Kevin Pietersen, who has been tormented by slow left-arm bowlers in recent years, tentatively edged one that turned appreciably and was caught low at slip. Once England's main source of runs, Pietersen has not scored a one-day century since November 2008, and in 27 innings since averages only 23.
Trott was left with the formidable task of picking up the innings, which became even more arduous after Ian Bell was deceived in flight by Peterson and the bowler superbly took a looping catch while diving to his left, making it 15-3 in the fifth over.
Surprisingly Peterson was taken out of the attack having taken 3-4 from four overs and England briefly found seam less threatening, although runs did not flow freely, the 50 arriving in the 14th over as Bopara guided only the third boundary.

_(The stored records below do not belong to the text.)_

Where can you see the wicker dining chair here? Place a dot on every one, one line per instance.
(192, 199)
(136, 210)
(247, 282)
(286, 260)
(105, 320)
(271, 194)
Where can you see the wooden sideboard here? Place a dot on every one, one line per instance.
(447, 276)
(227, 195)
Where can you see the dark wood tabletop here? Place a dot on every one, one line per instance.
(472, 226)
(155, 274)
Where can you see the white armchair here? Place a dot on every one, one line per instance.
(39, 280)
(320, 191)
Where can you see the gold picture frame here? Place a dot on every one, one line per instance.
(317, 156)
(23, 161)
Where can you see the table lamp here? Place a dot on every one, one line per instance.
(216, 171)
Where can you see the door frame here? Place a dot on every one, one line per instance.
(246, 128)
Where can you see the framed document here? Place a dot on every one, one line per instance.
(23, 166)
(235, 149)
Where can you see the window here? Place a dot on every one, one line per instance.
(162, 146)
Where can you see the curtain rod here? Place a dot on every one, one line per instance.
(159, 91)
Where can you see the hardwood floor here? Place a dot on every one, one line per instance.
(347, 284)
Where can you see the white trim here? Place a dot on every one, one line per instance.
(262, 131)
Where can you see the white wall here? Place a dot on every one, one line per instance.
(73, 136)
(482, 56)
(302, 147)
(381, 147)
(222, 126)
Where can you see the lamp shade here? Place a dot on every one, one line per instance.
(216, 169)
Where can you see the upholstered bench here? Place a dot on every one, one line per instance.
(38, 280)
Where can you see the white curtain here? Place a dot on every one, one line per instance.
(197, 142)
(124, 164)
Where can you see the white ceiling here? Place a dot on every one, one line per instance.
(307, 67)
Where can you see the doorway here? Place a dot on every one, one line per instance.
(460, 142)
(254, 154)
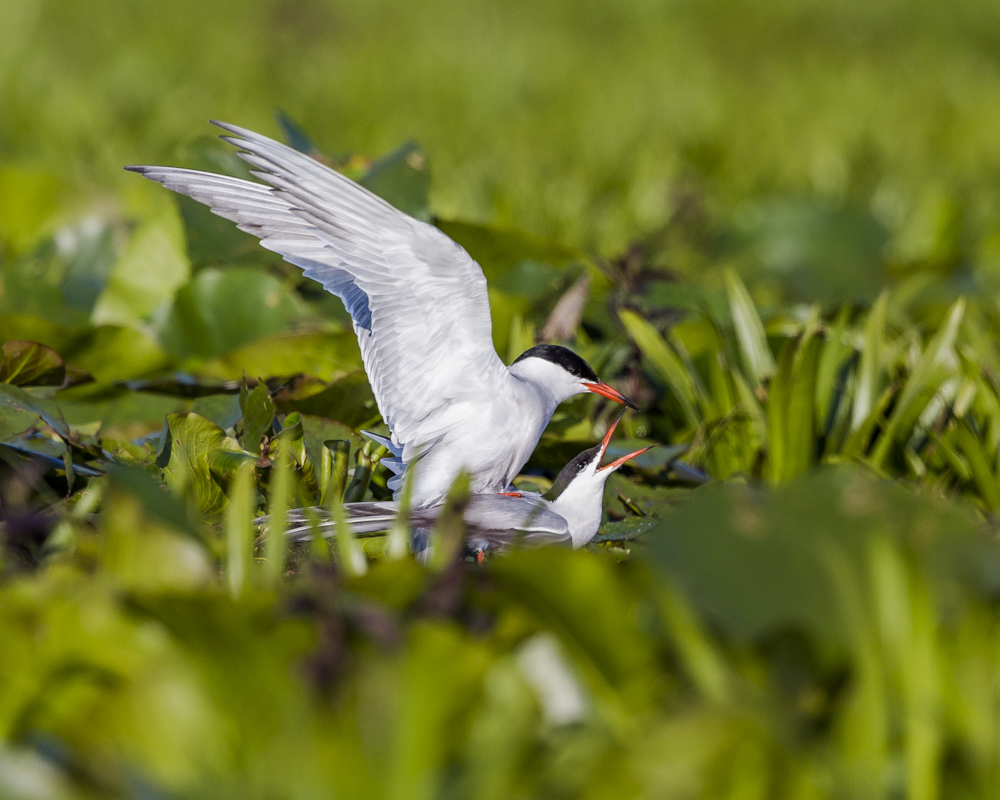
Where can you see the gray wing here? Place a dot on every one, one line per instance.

Trott was reprieved on 20 after an lbw decision was successfully reviewed, and when Bopara skipped down the pitch to launch JP Duminy down the ground for six the green shoots of recovery were beginning to appear at 97-3 after 25 overs.
Both players reached 50 from 87 balls but Trott, having been dropped in the deep three balls previously, was superbly caught and bowled by leg-spinner Imran Tahir to his left.
Paceman Morne Morkel found some movement to take Matt Prior's edge, then beat Bopara with one that kept low four overs later and aside from a few boundaries from Graeme Swann the innings wound down to a slow and painful death.
Tahir again underlined his value to the shape of the South African team by exploiting the limitations of England's lower middle order and taking his tournament wicket tally to 11.
One of those, Michael Yardy, who made a painful three from 17 balls with the bat, was given the chance to redeem himself by opening the bowling as England sought to turn the tables on South Africa.
Instead South Africa had progressed comfortably to 29-0 after six overs by the time the more dangerous spinning option, Swann, was introduced.
Swann immediately caused problems and bowled some stunning deliveries, the ball jagging away dramatically from left-hander Graeme Smith (22) and eventually he was rewarded when after a lengthy review third umpire Asoka de Silva decided there was slight contact with the glove.
Only 109 were needed when Kallis, a man with more than 11,000 runs in ODIs to his name, strode out and he promptly reduced that requirement by four with an imperious on-drive to the boundary first ball.
Broad nipped one back to dislodge Hashim Amla and had Kallis caught low by Prior - but it seemed little more than making the margin of defeat more respectable.
With only 48 required James Anderson struck. He bowled the in-form AB de Villiers when a fine delivery moved away and just clipped the bails before Francois du Plessis (17) left his ground pushing forward and was run out as Ian Bell flicked the ball back to Prior from short-leg.
For a while it was all England - Anderson uprooted Duminy's off-stump and South Africa seemed incapable of scoring a run, their reputation of crumbling under pressure intensifying as a flat-footed Peterson edged Yardy into Prior's gloves.
Dale Steyn hit two boundaries in his first two overs at the crease and appeared to have restored calm in a stand of 33 with Morne van Wyk, but the latter then played on to his stumps.
But after Bresnan returned to pick up the eighth wicket it was left to Broad, back to fitness after a winter decimated by injury and illness, to apply the finishing touches to a memorable match.
The man who took four for eight in 21 balls against Australia in 2009, trapped Steyn plumb lbw pushing forward and had Morkel caught behind.